I'm sure I'm not the only one who finds that herding two young children out the door to get somewhere on time -- like school -- is utterly maddening. I was going to say "an exercise in patience" but I am far, far beyond patience. No exercise here.
One thing that's been working a little better, for some things, is to give the boys a specific time -- an absolute time, instead of a relative one. Instead of "five more minutes!" it works better to say "at 7:45 it's bathtime!"
Julian can read a digital clock. but he can't do "clock math," like understanding that 6:51 is after 6:50. Or if he does, he doesn't act on it. Gabriel, on the other hand, been adding and subtracting times for many years now, and has a very solid understanding that 6:52 is 7 minutes after 6:45...but he still can't judge how long 7 minutes is.
(Indeed, it's hard for anyone. I read once that adults are pretty good at guessing how long they've been waiting on line for up to about 5 minutes, after that, their judgment of wait time becomes vastly distorted. I thought about that as I was stuck at an intersection at First Street this afternoon, watching light-rail train after light-rail train interrupt my turn at a green. A clock revealed that it was "only" 4 minutes, but it felt like 40.)
So to move the mornings along, I've been telling them, "At 7:45 I take the bowls away, so if you want to eat breakfast, do it NOW." Before you wince at my cruelty, bear in mind that I tell them this at around 7:20 -- they have plenty of time to eat a bowl of cereal if they don't putz around.
Tonight, I was delighted at how quickly and efficiently they whizzed through the bath-pajama process when I stumbled across the (incredibly obvious) new policy that any ice cream that was earned gets doled out after bath.
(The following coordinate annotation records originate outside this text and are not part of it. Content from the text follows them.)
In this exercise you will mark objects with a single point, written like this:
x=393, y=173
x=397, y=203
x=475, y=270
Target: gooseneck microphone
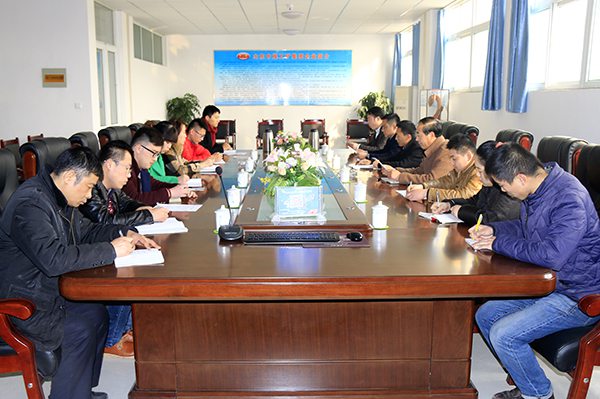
x=230, y=232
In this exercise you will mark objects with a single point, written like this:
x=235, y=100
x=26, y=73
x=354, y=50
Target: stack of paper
x=141, y=257
x=180, y=207
x=169, y=226
x=442, y=218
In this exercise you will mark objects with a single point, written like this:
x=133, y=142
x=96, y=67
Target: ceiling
x=203, y=17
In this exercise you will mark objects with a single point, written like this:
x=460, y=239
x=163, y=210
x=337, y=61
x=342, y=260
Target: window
x=106, y=55
x=406, y=60
x=147, y=46
x=564, y=43
x=466, y=27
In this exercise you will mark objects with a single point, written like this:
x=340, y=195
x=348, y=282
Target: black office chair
x=521, y=137
x=114, y=133
x=560, y=149
x=86, y=139
x=18, y=354
x=588, y=171
x=39, y=153
x=9, y=180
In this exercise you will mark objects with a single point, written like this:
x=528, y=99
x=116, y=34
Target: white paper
x=180, y=207
x=194, y=183
x=442, y=218
x=171, y=225
x=209, y=170
x=141, y=257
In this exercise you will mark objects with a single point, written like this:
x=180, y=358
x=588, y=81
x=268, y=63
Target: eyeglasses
x=154, y=153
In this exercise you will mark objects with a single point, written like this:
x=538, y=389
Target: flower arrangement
x=293, y=162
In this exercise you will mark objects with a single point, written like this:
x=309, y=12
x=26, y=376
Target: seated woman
x=192, y=149
x=491, y=202
x=174, y=162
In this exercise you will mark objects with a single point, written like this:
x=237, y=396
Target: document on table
x=195, y=183
x=442, y=218
x=169, y=226
x=209, y=170
x=141, y=257
x=180, y=207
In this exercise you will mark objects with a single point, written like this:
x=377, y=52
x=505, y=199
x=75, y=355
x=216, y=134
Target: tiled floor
x=118, y=376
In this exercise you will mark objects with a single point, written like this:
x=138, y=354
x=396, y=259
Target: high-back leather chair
x=114, y=133
x=450, y=128
x=12, y=145
x=9, y=180
x=275, y=125
x=18, y=354
x=226, y=132
x=560, y=149
x=86, y=139
x=521, y=137
x=307, y=125
x=576, y=350
x=39, y=153
x=357, y=130
x=588, y=171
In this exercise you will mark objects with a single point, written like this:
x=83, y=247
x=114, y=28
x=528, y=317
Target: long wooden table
x=234, y=321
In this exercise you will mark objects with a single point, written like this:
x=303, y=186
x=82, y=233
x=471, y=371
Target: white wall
x=45, y=34
x=190, y=65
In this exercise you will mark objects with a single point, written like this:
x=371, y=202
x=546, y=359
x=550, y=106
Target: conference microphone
x=230, y=232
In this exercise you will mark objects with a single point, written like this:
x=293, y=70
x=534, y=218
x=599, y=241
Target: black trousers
x=86, y=325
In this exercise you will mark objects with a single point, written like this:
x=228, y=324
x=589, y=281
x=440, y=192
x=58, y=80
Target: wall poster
x=278, y=77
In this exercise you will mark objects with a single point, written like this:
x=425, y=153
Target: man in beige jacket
x=437, y=161
x=462, y=182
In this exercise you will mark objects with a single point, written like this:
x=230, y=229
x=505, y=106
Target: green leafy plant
x=371, y=100
x=183, y=108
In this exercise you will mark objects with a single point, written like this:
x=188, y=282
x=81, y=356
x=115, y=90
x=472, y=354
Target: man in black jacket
x=42, y=235
x=109, y=204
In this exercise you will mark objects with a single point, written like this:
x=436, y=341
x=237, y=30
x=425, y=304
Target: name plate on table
x=293, y=202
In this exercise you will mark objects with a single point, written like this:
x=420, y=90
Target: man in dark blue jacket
x=42, y=235
x=558, y=229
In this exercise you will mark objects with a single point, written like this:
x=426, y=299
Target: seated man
x=462, y=182
x=408, y=154
x=558, y=229
x=108, y=203
x=377, y=139
x=42, y=235
x=146, y=145
x=490, y=202
x=193, y=150
x=437, y=161
x=211, y=116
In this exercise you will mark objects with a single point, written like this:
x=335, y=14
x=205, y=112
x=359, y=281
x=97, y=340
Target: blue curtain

TIMED ice cream: "At 8:05 the bowls go out...and I put them away at 8:10!" Who knew those boys could get through bath and pajamas in less than 40 minutes and without any yelling!
Katrina, for all her faults, isn't a time liability yet. I think I'd trade her nightly dinnertime tantrum (still in full force) for some morningtime putziness, but something tells me I'll regret that wish. She's an expert in taking same-old same-old problems to new heights. But she loves pointing out the numbers on clocks.